We heard from my colleague, Mr. Rogers, about some of Glenmede
Trust’s philanthropic and other contributions to the Delaware community and its
banking and trust industry over the past twenty years of doing business in
Delaware. We intend to operate the proposed limited purpose trust company in the
same manner, and believe that it will also make similar philanthropic and other
contributions to the Delaware community.
We are also confident that Delaware's economy will be positively
affected by the formation and operation of the proposed limited purpose trust
company because of the increased employment potential resulting from the growth
of the proposed limited purpose trust company, as well as from new employees
that may be hired in industries that will support the proposed limited purpose trust
company. The limited purpose trust company will also purchase products, supplies
and services, hire counsel and pay taxes in the State of Delaware.

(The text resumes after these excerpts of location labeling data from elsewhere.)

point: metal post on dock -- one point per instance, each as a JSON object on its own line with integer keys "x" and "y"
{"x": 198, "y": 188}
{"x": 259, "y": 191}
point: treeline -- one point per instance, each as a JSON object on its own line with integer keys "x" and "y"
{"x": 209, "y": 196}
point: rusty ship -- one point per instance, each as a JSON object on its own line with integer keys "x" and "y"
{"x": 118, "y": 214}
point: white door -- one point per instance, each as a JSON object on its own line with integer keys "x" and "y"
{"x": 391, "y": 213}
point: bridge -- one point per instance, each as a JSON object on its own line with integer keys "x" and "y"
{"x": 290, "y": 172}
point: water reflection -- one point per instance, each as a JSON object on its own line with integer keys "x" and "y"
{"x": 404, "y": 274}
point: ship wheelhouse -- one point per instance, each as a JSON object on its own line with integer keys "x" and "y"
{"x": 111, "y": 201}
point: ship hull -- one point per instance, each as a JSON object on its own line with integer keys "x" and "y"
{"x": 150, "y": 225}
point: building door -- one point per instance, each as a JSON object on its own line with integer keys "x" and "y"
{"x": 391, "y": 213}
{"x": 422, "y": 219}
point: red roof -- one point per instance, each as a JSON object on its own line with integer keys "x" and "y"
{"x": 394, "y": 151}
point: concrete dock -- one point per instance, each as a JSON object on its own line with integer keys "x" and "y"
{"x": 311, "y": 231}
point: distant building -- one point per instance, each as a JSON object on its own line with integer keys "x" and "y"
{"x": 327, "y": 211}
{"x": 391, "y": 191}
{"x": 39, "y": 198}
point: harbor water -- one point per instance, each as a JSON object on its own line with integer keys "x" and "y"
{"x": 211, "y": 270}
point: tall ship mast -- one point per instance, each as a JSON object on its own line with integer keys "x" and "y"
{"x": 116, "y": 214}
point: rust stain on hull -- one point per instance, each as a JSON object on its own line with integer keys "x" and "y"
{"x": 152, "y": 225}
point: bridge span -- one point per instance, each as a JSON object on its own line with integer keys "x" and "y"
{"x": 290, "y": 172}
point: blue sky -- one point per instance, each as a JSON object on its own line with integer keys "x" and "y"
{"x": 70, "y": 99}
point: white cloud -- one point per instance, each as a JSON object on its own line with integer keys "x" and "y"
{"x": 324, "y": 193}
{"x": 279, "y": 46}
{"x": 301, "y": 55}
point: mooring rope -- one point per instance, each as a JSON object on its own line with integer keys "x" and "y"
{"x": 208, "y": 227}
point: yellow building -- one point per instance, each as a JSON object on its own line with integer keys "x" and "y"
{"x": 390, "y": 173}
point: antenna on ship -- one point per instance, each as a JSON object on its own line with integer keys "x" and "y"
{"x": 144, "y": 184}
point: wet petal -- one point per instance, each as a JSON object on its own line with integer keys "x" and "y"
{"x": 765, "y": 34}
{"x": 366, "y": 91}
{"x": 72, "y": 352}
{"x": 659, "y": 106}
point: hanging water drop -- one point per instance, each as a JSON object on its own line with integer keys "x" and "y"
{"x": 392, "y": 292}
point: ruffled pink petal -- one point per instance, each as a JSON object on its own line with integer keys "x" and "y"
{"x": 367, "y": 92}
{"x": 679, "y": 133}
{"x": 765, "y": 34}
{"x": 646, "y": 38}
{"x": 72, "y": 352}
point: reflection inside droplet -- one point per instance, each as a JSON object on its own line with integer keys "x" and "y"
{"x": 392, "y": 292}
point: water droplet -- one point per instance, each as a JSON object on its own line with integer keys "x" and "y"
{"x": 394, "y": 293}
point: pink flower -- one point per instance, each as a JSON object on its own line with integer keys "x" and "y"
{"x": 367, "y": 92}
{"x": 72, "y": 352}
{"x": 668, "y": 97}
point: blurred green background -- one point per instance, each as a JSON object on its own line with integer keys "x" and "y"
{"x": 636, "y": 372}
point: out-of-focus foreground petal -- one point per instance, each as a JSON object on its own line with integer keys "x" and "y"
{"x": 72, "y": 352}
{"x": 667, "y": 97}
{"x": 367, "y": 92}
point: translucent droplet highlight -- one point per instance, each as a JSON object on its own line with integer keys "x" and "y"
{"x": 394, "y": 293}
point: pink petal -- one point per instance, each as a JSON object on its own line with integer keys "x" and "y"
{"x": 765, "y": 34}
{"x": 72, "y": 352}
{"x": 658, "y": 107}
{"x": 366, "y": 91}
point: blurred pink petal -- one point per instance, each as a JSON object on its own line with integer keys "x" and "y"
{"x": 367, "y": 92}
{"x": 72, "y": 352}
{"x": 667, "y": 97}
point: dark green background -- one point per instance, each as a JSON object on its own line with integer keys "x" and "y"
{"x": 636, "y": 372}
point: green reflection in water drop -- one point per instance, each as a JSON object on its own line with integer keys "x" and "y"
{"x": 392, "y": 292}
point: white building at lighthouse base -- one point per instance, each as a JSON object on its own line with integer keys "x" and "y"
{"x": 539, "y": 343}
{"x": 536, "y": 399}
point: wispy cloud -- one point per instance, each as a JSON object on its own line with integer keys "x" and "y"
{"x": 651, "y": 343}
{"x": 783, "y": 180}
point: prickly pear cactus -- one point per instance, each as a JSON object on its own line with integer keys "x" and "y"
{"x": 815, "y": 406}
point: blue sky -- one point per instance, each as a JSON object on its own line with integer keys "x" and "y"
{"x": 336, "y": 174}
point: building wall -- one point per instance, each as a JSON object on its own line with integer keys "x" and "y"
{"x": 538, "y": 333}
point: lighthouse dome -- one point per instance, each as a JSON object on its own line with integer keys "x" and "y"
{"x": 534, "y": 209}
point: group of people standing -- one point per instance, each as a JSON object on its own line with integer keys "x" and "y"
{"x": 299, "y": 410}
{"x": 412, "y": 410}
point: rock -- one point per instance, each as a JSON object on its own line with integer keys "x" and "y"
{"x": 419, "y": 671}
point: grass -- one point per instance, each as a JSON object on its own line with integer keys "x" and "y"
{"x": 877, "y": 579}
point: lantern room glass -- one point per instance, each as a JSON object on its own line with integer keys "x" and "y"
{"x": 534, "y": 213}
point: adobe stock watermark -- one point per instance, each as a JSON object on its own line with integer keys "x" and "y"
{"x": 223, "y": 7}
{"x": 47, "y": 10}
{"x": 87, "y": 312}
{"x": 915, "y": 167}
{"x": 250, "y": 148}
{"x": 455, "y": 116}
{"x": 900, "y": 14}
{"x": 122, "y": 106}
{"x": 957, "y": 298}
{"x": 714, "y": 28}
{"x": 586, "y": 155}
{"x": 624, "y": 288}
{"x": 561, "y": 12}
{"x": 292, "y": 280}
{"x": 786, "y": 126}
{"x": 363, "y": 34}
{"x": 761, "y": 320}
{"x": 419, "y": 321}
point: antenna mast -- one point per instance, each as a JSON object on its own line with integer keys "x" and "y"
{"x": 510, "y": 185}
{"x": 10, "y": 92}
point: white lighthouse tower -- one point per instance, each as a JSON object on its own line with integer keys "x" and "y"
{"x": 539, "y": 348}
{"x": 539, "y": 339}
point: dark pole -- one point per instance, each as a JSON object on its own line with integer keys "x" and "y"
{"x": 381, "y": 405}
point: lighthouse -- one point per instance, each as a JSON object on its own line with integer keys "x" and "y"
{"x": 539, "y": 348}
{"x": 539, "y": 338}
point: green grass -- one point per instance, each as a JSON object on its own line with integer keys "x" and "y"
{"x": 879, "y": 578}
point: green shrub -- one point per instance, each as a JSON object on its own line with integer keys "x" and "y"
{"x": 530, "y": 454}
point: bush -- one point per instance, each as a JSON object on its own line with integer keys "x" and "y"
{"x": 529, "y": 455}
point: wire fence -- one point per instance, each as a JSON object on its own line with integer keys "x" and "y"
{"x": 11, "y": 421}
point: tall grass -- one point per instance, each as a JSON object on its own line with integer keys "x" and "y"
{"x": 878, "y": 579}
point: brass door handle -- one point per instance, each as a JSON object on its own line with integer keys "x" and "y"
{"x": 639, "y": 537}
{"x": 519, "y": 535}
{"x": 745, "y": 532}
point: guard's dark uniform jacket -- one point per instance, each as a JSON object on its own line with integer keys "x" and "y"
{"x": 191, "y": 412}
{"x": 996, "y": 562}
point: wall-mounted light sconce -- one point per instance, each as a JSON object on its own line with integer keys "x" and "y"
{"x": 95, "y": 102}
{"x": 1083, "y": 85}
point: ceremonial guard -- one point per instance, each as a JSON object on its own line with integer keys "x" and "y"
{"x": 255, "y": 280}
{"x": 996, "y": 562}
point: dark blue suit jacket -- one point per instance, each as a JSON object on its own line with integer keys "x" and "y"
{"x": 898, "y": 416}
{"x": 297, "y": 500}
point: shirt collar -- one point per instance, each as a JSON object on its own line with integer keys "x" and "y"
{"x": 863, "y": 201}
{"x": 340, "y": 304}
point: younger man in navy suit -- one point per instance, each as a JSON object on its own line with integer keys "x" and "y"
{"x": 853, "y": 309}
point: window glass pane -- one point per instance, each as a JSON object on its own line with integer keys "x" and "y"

Delaware is an attractive location both for financial institutions and
the people it employs. The State has an abundant and skilled labor force, excellent
15
communication and transportation facilities, a proactive legislature, and many
other facilities and infrastructure that make it a desirable place to live and work,
and, of course, a vibrant trust industry. Despite the unprecedented times in which
we are living, Glenmede is optimistic about the business prospects of the proposed
limited purpose trust company, and I am looking forward to being involved with
the proposed limited purpose trust company. Furthermore I am optimistic about
the potential for future development offered to us by the State of Delaware.
I believe that the proposed limited purpose trust company will serve
the convenience and needs of the public and the State of Delaware. We therefore
respectfully request your approval of the Application for a Certificate of Public
Convenience and Advantage. Thank you.